On Monday morning I chatted with David and said that while I would be happy to have a call with the other folks, at that point I felt that we would not be able to achieve the objectives that formed our rationale for submitting in the first place: the other workshop was on evaluation of human-labelled data and was also going to be run at HCOMP, a conference for human computation. It was a significantly different topic that would likely have little overlap in interest with our target audience.
Of course, I was sad that this was the situation. A part of me definitely wanted to fight for our workshop – I believed in it, and we all worked so hard to turn it around! However, given the choice between merging, fighting, and folding, it was clear (given how busy everyone was) that the best thing to do was to offer to withdraw. It turned out that David was of the same mind. We talked it over with our organizing committee and after a short discussion, everyone was on the same page.
David handled the communication here on out. He notified the other workshop organizers, and then a day later sent out a short message about the situation to the overall workshop organizers. When other workshop organizers responded, they agreed that it would be hard to merge. They also complimented our proposal as well-written and well-thought-out and asked if they could use some of our ideas in the organization of their workshop.
Conclusions
So that’s that! I figured I would write up a retrospective of the experience, since it was novel to me. Even though we withdrew, I was very proud of the work I did for this effort. It was fun and collegial, and I learned a lot about the process.

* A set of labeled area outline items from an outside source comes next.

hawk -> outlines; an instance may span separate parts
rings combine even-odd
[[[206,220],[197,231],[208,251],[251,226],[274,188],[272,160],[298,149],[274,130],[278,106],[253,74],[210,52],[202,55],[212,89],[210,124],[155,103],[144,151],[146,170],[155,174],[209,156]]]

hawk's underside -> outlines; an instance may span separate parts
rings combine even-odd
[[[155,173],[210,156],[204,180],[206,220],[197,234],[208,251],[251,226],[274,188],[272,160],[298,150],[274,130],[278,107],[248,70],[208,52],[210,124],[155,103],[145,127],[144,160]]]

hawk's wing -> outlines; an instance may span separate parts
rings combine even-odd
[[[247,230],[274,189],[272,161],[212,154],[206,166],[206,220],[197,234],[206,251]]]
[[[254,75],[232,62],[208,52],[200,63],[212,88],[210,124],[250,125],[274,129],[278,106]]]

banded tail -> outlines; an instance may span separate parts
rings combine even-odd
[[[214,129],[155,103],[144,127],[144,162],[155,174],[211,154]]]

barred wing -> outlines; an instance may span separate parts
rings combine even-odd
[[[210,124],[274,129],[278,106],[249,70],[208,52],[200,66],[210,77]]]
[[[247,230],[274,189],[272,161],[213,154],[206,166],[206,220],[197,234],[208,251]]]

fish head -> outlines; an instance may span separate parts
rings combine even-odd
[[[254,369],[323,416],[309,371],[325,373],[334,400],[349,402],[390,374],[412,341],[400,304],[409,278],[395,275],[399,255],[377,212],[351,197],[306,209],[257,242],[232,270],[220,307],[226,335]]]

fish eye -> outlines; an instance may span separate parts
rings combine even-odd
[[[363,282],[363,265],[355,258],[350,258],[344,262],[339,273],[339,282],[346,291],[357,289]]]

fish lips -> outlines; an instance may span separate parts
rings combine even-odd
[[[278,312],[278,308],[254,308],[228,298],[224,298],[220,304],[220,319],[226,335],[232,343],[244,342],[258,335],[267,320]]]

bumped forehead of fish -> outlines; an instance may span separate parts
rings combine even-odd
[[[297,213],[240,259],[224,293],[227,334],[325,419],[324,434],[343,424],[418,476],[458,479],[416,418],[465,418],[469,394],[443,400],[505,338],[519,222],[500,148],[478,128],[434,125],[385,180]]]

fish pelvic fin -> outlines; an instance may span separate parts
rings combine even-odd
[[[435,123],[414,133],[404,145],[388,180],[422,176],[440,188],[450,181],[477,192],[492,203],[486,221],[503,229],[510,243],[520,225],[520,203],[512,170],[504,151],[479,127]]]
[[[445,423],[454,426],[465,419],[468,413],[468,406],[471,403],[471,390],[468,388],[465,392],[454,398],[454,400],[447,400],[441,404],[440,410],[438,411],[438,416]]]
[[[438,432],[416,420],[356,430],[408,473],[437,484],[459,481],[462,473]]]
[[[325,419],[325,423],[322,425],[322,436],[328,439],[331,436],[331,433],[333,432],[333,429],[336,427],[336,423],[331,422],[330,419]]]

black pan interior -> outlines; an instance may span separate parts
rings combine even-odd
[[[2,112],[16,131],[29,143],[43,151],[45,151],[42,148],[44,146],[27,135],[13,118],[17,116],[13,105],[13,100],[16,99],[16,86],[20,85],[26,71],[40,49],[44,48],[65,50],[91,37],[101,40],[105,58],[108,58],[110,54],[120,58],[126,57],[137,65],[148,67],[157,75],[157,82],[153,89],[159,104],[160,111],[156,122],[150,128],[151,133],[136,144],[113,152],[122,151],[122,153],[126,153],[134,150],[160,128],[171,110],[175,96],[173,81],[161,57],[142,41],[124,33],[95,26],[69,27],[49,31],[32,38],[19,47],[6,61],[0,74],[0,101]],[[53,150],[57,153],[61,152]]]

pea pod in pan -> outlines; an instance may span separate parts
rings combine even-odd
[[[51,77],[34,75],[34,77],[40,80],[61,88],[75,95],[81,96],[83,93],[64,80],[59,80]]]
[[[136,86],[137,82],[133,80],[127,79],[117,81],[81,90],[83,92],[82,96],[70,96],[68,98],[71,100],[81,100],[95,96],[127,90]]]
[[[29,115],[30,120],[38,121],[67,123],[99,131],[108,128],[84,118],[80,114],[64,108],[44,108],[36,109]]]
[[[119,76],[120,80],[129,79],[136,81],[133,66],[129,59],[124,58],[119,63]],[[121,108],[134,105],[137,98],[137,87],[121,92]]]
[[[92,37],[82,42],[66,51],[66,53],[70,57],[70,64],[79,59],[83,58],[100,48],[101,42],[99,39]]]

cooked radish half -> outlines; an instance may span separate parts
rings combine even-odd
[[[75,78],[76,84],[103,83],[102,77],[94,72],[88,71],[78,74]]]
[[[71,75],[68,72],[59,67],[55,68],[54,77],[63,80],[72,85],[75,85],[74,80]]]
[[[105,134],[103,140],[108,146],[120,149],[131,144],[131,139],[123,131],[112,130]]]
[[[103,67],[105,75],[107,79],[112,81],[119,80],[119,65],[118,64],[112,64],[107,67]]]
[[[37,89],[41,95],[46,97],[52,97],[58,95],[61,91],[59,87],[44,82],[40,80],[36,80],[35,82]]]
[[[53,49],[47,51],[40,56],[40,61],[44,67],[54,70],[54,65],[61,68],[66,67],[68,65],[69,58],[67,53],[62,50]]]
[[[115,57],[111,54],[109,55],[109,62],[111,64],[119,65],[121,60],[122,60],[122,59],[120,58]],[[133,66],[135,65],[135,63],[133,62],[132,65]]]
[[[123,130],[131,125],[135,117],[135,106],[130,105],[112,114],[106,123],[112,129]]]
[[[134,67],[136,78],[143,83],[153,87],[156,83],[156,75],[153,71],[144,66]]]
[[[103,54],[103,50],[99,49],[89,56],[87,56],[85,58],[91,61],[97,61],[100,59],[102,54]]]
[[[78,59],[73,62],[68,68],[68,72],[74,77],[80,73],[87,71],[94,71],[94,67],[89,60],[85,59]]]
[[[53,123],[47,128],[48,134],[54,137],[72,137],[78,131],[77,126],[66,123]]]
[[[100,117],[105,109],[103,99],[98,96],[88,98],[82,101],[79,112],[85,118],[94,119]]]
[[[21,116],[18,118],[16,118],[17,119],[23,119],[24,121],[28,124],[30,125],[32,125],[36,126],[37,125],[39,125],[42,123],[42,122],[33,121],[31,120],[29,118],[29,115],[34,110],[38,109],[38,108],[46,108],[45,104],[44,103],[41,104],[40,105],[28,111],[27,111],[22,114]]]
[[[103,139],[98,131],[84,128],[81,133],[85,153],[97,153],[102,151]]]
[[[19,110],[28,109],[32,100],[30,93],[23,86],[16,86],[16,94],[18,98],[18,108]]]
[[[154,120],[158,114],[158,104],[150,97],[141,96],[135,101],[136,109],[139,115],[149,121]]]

Unorganized other thoughts
Workshops in Systems vs. ML It is my understanding that it significantly more common in AI/ML for students to organize workshops than it is for SIGPLAN conferences. I suspect that some of this is due to scale (an issue I’ve been thinking about a lot, and how it pertains to reviewing). I see this even at the institution level, where our machine learning lunches are student-run, whereas our systems and database lunches are faculty-run. This isn’t because students don’t rise to the occassion in systems – it’s seen as a faculty thing. I suspect that part of it is that there are just fewer graduate students in systems than in ML, so faculty would rather run systems lunches like well-oiled machines than occassionally loop in one eager student. I’ve also noticed that our speakers tend to be faculty, with a sprinkling of industry people, whereas in ML the speakers are primarily students and post-docs.
Organizing work that isn’t your primary area One of the things I’ve really liked about this line of work is that it isn’t my primary research topic. It’s actually given me a lot of clarity to contribute because I don’t have all the emotional baggage of feeling like I need to own the ideas. More than any other project I’ve been on, it has felt like this work is really owned by the group. I imagine that this must be what it feels like to have graduate students.